Developer: ITU-T (CCIR)
Initial release: 1982

Frequently Asked Questions

Why convert POTM to YUV?

YUV separates brightness from color information — this color model is fundamental to broadcast video, and conversion produces raw frames usable in video pipelines.

What opens YUV files?

VLC with raw input parameters, YUVPlayer, FFplay, and professional video engineering tools can load and display raw YUV data.

What is the YUV color model?

YUV splits image data into Y (luminance) and U/V (chrominance) channels. This matches how analog and digital broadcast systems encode video signals.

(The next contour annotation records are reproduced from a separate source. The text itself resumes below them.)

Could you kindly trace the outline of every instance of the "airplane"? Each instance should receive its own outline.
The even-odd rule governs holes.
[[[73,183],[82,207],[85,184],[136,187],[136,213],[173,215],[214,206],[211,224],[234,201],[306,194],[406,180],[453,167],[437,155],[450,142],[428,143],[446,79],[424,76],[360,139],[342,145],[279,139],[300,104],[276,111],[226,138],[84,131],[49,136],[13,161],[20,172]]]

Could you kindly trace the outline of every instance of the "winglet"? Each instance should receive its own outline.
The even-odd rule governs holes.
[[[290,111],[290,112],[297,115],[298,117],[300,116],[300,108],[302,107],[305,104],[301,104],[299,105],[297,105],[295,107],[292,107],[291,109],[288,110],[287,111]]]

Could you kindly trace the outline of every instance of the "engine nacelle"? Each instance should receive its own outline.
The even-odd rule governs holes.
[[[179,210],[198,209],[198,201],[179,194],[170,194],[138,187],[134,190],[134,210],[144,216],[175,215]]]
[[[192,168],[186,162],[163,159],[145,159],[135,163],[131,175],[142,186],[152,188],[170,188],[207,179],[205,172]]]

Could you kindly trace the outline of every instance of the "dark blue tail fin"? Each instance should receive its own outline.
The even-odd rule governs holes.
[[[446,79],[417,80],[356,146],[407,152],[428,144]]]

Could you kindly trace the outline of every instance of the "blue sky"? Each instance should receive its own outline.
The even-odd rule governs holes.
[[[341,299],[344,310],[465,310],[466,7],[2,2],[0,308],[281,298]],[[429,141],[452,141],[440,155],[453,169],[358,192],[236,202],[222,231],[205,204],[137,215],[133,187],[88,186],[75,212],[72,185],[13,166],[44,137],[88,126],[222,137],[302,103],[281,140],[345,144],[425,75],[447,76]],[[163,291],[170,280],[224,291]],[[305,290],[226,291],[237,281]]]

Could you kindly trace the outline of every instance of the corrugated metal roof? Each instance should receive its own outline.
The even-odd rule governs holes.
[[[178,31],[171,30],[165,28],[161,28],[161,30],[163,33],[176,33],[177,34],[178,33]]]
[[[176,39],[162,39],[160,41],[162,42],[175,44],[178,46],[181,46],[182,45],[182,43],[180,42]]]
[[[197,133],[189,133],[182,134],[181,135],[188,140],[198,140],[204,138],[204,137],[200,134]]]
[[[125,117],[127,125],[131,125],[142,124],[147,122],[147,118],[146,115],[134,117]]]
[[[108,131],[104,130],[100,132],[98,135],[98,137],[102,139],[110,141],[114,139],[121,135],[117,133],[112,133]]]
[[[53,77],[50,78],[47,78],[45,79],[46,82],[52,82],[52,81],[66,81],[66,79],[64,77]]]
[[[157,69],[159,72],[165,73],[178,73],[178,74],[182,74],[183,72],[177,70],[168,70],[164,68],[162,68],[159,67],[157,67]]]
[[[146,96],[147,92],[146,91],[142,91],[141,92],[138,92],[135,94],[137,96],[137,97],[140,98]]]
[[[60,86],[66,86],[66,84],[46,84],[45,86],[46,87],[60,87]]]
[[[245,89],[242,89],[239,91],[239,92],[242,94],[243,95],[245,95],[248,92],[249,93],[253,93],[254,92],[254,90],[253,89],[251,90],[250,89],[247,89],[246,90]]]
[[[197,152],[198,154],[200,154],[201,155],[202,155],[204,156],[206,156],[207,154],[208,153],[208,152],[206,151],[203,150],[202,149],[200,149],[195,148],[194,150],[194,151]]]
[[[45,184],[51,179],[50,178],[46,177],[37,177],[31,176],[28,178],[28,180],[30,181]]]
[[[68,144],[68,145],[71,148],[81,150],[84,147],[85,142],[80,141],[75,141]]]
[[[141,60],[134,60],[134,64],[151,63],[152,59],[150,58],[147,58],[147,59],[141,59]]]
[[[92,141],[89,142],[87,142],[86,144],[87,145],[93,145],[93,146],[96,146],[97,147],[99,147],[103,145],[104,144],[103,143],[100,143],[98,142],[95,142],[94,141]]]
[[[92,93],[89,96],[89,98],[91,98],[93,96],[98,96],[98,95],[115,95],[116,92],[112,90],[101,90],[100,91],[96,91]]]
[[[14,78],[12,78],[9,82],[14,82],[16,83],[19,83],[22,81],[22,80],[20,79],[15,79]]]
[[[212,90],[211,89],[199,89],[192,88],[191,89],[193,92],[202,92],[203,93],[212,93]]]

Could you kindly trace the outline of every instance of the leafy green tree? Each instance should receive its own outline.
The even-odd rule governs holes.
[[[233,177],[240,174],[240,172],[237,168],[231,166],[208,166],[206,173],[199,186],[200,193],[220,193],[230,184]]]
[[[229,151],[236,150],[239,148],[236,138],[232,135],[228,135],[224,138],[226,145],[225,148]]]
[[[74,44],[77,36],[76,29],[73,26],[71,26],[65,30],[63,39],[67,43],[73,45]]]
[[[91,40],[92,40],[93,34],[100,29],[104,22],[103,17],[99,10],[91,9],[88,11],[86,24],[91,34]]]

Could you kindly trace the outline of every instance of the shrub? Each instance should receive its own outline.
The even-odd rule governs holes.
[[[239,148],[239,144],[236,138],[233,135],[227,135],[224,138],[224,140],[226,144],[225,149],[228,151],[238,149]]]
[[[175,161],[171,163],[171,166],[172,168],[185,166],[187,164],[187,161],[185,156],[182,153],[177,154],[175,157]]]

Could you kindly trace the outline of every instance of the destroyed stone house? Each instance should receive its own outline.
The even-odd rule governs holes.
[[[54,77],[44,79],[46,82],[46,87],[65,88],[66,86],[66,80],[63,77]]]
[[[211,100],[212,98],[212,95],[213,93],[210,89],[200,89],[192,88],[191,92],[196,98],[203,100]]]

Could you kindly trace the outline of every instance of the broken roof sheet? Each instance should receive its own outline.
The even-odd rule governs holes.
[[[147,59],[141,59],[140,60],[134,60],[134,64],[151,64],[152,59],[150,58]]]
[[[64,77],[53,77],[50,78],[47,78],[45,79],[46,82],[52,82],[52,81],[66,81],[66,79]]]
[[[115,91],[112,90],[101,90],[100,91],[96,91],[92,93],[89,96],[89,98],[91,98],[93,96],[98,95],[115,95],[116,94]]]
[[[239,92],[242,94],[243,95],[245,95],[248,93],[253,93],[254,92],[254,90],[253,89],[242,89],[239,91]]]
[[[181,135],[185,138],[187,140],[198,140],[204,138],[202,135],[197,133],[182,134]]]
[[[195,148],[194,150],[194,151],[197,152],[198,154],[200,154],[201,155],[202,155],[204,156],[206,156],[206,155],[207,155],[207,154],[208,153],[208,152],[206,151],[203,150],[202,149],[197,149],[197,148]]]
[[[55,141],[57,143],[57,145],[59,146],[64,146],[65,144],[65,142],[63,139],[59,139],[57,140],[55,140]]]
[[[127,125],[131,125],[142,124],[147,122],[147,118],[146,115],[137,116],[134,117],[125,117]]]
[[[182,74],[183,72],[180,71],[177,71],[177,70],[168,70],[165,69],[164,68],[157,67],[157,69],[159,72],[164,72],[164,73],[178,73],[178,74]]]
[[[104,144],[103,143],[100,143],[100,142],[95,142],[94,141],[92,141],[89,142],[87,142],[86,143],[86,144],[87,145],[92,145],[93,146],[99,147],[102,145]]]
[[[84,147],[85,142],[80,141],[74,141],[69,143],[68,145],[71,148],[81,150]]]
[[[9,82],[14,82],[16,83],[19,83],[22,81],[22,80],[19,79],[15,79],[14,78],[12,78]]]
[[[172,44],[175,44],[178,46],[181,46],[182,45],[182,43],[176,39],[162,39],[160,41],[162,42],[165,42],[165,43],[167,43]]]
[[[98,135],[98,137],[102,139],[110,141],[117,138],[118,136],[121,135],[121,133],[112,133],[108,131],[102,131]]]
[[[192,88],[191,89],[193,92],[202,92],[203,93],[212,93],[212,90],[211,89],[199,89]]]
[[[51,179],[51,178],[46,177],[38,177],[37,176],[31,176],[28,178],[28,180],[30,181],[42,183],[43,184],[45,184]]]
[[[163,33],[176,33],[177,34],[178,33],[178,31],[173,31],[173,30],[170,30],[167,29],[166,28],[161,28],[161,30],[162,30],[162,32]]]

Does conversion remove POTM macros?

Yes. YUV contains only raw pixel color components — no macros, metadata, or template logic from the POTM file is included in the output.

Are YUV files compressed?

No — YUV stores raw, uncompressed color data. Files can be sizable depending on resolution and subsampling scheme.

Is the conversion free?

Convertio converts POTM to YUV at no charge. Premium plans offer expanded limits for users with heavy workloads or larger templates.